Foreign Minister Mourad Medelci said Algerian authorities did not receive a formal request to authorise the protest in Algiers, where demonstrations have long been banned.
"To my knowledge there was no request to march," Medelci said, speaking in Madrid.
"Perhaps there was a will to do so but we are an administration which functions in a transparent manner and we respond when we are solicited."
Meanwhile, posters against the demonstration sprouted on the walls of the capital on Friday night.
"Don't march on my tranquility and my freedom," one said.
Another, unsigned, appealed to residents of May 1 Square to fly an Algerian flag from their balconies "as a sign of love for their country."
A group of youngsters there said they were clueless about the possible author.
"It's certainly the people in power," one said.
Algerian demonstrators have been emboldened by fellow anti-government protesters in neighbouring Tunisia and in Egypt that ousted the leaders of both north African countries.
Criticism of the government has widened to include a senior former leader of the Algerian regime, Abdelhamid Mehri, who called for sweeping political changes in the north African country in an open letter to President Abdelaziz Bouteflika Thursday.
Mehri, a onetime secretary general of the ruling National Liberation Front and government minister, accused the regime of being "incapable of solving the thorny problems of our country...and even less so of preparing efficiently for the challenges of the future, which are even more arduous and serious."
The CNCD wants the immediate end of Bouteflika's regime, citing the same problems of high unemployment, housing and soaring costs that inspired the uprisings in Tunisia and Egypt.
Those grievances also triggered early January riots in Algeria that left five dead and more than 800 injured.
A protest called by the opposition Rally for Culture and Democracy (RCD) in Algiers on January 22 also left many injured as police blocked a march on parliament.
Like their counterparts in Tunisia and Egypt, the protesters have used Facebook and text messages to spread their call for change.

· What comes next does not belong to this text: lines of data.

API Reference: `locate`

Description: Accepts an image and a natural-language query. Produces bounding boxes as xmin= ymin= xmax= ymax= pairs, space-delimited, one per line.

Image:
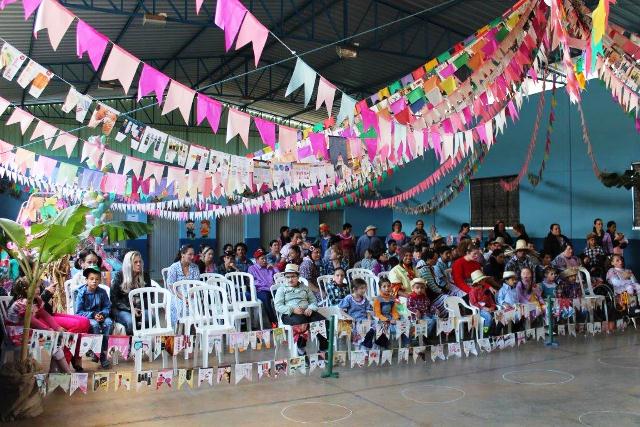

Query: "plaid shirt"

xmin=584 ymin=246 xmax=605 ymax=265
xmin=325 ymin=280 xmax=350 ymax=306
xmin=504 ymin=255 xmax=537 ymax=276
xmin=321 ymin=259 xmax=349 ymax=276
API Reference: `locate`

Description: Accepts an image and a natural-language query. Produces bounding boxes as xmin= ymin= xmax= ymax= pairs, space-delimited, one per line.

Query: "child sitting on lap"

xmin=75 ymin=266 xmax=112 ymax=369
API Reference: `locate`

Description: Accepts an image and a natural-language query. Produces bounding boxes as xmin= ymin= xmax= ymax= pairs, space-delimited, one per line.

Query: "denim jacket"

xmin=75 ymin=285 xmax=111 ymax=318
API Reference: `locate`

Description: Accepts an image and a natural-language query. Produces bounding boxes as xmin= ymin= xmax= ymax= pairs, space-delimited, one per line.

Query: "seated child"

xmin=6 ymin=277 xmax=72 ymax=373
xmin=606 ymin=254 xmax=640 ymax=295
xmin=359 ymin=249 xmax=375 ymax=271
xmin=406 ymin=278 xmax=436 ymax=336
xmin=325 ymin=267 xmax=350 ymax=306
xmin=74 ymin=266 xmax=112 ymax=369
xmin=468 ymin=270 xmax=496 ymax=334
xmin=496 ymin=271 xmax=519 ymax=308
xmin=539 ymin=266 xmax=559 ymax=299
xmin=274 ymin=264 xmax=328 ymax=356
xmin=558 ymin=267 xmax=583 ymax=299
xmin=339 ymin=278 xmax=375 ymax=348
xmin=372 ymin=278 xmax=400 ymax=348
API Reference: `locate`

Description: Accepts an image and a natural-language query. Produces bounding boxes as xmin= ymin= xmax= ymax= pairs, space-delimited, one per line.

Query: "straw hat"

xmin=505 ymin=239 xmax=533 ymax=256
xmin=503 ymin=271 xmax=517 ymax=280
xmin=470 ymin=270 xmax=489 ymax=284
xmin=364 ymin=225 xmax=377 ymax=233
xmin=431 ymin=233 xmax=445 ymax=242
xmin=490 ymin=236 xmax=506 ymax=245
xmin=560 ymin=267 xmax=579 ymax=279
xmin=284 ymin=264 xmax=300 ymax=275
xmin=410 ymin=277 xmax=426 ymax=287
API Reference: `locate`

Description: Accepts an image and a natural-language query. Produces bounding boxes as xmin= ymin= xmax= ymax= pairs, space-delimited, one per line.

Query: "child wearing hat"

xmin=274 ymin=264 xmax=328 ymax=356
xmin=468 ymin=270 xmax=496 ymax=334
xmin=496 ymin=271 xmax=519 ymax=309
xmin=558 ymin=267 xmax=583 ymax=299
xmin=407 ymin=278 xmax=437 ymax=336
xmin=74 ymin=266 xmax=112 ymax=368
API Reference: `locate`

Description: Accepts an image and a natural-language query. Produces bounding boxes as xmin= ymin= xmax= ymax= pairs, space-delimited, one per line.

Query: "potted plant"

xmin=0 ymin=204 xmax=151 ymax=421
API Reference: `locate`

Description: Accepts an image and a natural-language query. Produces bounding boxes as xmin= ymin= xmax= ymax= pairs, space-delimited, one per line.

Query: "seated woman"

xmin=325 ymin=267 xmax=349 ymax=306
xmin=166 ymin=245 xmax=200 ymax=328
xmin=274 ymin=264 xmax=328 ymax=356
xmin=321 ymin=247 xmax=349 ymax=277
xmin=516 ymin=267 xmax=544 ymax=315
xmin=451 ymin=245 xmax=484 ymax=296
xmin=247 ymin=248 xmax=279 ymax=328
xmin=388 ymin=248 xmax=417 ymax=297
xmin=551 ymin=244 xmax=580 ymax=272
xmin=198 ymin=246 xmax=217 ymax=274
xmin=606 ymin=254 xmax=640 ymax=295
xmin=110 ymin=251 xmax=151 ymax=335
xmin=583 ymin=233 xmax=606 ymax=279
xmin=6 ymin=277 xmax=73 ymax=373
xmin=468 ymin=270 xmax=496 ymax=335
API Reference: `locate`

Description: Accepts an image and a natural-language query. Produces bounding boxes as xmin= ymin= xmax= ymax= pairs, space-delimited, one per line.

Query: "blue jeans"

xmin=89 ymin=317 xmax=113 ymax=353
xmin=421 ymin=315 xmax=437 ymax=336
xmin=478 ymin=310 xmax=493 ymax=329
xmin=115 ymin=310 xmax=134 ymax=335
xmin=256 ymin=290 xmax=278 ymax=325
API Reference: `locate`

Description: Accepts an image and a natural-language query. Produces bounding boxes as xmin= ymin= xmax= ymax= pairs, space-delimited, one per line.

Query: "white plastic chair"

xmin=188 ymin=284 xmax=235 ymax=368
xmin=0 ymin=296 xmax=16 ymax=363
xmin=270 ymin=283 xmax=297 ymax=358
xmin=205 ymin=276 xmax=249 ymax=331
xmin=577 ymin=266 xmax=608 ymax=322
xmin=225 ymin=272 xmax=263 ymax=330
xmin=150 ymin=280 xmax=161 ymax=288
xmin=377 ymin=271 xmax=390 ymax=283
xmin=64 ymin=279 xmax=75 ymax=314
xmin=444 ymin=296 xmax=481 ymax=342
xmin=128 ymin=287 xmax=174 ymax=371
xmin=316 ymin=275 xmax=332 ymax=307
xmin=348 ymin=268 xmax=378 ymax=299
xmin=171 ymin=280 xmax=201 ymax=335
xmin=200 ymin=273 xmax=226 ymax=282
xmin=273 ymin=271 xmax=287 ymax=286
xmin=161 ymin=267 xmax=170 ymax=289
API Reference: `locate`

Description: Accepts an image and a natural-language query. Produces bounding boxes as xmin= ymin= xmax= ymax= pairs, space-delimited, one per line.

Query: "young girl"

xmin=372 ymin=278 xmax=400 ymax=348
xmin=539 ymin=266 xmax=559 ymax=299
xmin=406 ymin=278 xmax=436 ymax=336
xmin=325 ymin=268 xmax=349 ymax=306
xmin=6 ymin=278 xmax=73 ymax=373
xmin=359 ymin=249 xmax=375 ymax=271
xmin=69 ymin=249 xmax=103 ymax=289
xmin=606 ymin=254 xmax=640 ymax=295
xmin=339 ymin=279 xmax=375 ymax=348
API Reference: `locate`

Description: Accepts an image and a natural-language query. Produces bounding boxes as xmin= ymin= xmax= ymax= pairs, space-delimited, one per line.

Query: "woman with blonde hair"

xmin=110 ymin=251 xmax=151 ymax=335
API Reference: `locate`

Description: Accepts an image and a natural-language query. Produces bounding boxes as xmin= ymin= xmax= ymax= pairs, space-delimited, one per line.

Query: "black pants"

xmin=281 ymin=312 xmax=328 ymax=351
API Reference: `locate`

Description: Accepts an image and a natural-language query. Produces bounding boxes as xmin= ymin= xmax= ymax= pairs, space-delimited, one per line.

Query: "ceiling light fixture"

xmin=143 ymin=13 xmax=167 ymax=26
xmin=336 ymin=44 xmax=358 ymax=59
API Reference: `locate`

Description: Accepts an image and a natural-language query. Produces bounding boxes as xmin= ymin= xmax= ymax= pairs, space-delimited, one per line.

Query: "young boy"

xmin=539 ymin=266 xmax=559 ymax=298
xmin=468 ymin=270 xmax=496 ymax=335
xmin=496 ymin=271 xmax=519 ymax=308
xmin=372 ymin=278 xmax=400 ymax=348
xmin=407 ymin=278 xmax=437 ymax=337
xmin=75 ymin=266 xmax=112 ymax=368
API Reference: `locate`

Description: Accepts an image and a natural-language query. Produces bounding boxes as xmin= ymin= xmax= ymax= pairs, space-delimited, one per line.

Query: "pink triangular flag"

xmin=0 ymin=97 xmax=10 ymax=117
xmin=76 ymin=20 xmax=109 ymax=71
xmin=102 ymin=149 xmax=123 ymax=172
xmin=34 ymin=155 xmax=57 ymax=177
xmin=33 ymin=0 xmax=75 ymax=51
xmin=51 ymin=132 xmax=77 ymax=157
xmin=235 ymin=12 xmax=268 ymax=67
xmin=31 ymin=120 xmax=58 ymax=147
xmin=225 ymin=108 xmax=250 ymax=147
xmin=138 ymin=64 xmax=170 ymax=105
xmin=166 ymin=166 xmax=184 ymax=186
xmin=278 ymin=125 xmax=298 ymax=159
xmin=309 ymin=132 xmax=328 ymax=159
xmin=365 ymin=138 xmax=377 ymax=162
xmin=122 ymin=156 xmax=144 ymax=177
xmin=161 ymin=80 xmax=195 ymax=124
xmin=253 ymin=116 xmax=275 ymax=149
xmin=101 ymin=45 xmax=140 ymax=94
xmin=196 ymin=94 xmax=222 ymax=133
xmin=6 ymin=108 xmax=34 ymax=134
xmin=315 ymin=77 xmax=336 ymax=117
xmin=22 ymin=0 xmax=42 ymax=20
xmin=215 ymin=0 xmax=247 ymax=51
xmin=195 ymin=0 xmax=204 ymax=14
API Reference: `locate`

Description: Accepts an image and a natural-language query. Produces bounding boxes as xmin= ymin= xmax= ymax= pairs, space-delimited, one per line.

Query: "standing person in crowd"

xmin=234 ymin=243 xmax=253 ymax=273
xmin=505 ymin=240 xmax=538 ymax=277
xmin=602 ymin=221 xmax=628 ymax=256
xmin=493 ymin=220 xmax=513 ymax=246
xmin=274 ymin=264 xmax=327 ymax=356
xmin=468 ymin=270 xmax=496 ymax=335
xmin=411 ymin=219 xmax=428 ymax=238
xmin=322 ymin=247 xmax=349 ymax=276
xmin=551 ymin=243 xmax=580 ymax=271
xmin=606 ymin=254 xmax=640 ymax=295
xmin=484 ymin=248 xmax=506 ymax=283
xmin=337 ymin=223 xmax=356 ymax=266
xmin=218 ymin=250 xmax=239 ymax=275
xmin=386 ymin=239 xmax=399 ymax=260
xmin=512 ymin=223 xmax=530 ymax=244
xmin=280 ymin=229 xmax=308 ymax=258
xmin=278 ymin=226 xmax=291 ymax=246
xmin=300 ymin=228 xmax=311 ymax=244
xmin=198 ymin=246 xmax=217 ymax=274
xmin=539 ymin=266 xmax=559 ymax=299
xmin=299 ymin=246 xmax=322 ymax=292
xmin=355 ymin=225 xmax=384 ymax=260
xmin=388 ymin=248 xmax=417 ymax=297
xmin=70 ymin=249 xmax=103 ymax=289
xmin=543 ymin=223 xmax=571 ymax=259
xmin=592 ymin=218 xmax=605 ymax=247
xmin=451 ymin=245 xmax=483 ymax=295
xmin=386 ymin=220 xmax=408 ymax=247
xmin=110 ymin=251 xmax=151 ymax=335
xmin=313 ymin=224 xmax=333 ymax=259
xmin=372 ymin=251 xmax=391 ymax=276
xmin=266 ymin=240 xmax=281 ymax=266
xmin=457 ymin=223 xmax=472 ymax=244
xmin=325 ymin=268 xmax=350 ymax=306
xmin=166 ymin=245 xmax=200 ymax=326
xmin=247 ymin=249 xmax=279 ymax=328
xmin=583 ymin=232 xmax=606 ymax=279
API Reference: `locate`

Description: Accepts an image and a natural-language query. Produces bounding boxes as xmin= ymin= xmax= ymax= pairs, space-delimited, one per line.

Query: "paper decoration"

For its part, the Algerian government has recently announced a series of conciliatory measures including lifting the country's 19-year state of emergency by the end of February.
Bouteflika has also called on state-owned broadcasting companies to offer coverage of officially authorised political parties and organisations -- a key demand of the opposition -- and acted to curb price rises.
But the CNCD says these steps are not enough.
In power since 1999, Bouteflika, who turns 74 next month, was reelected in 2004 and again in 2009 after revising the constitution to allow for an indefinite number of terms.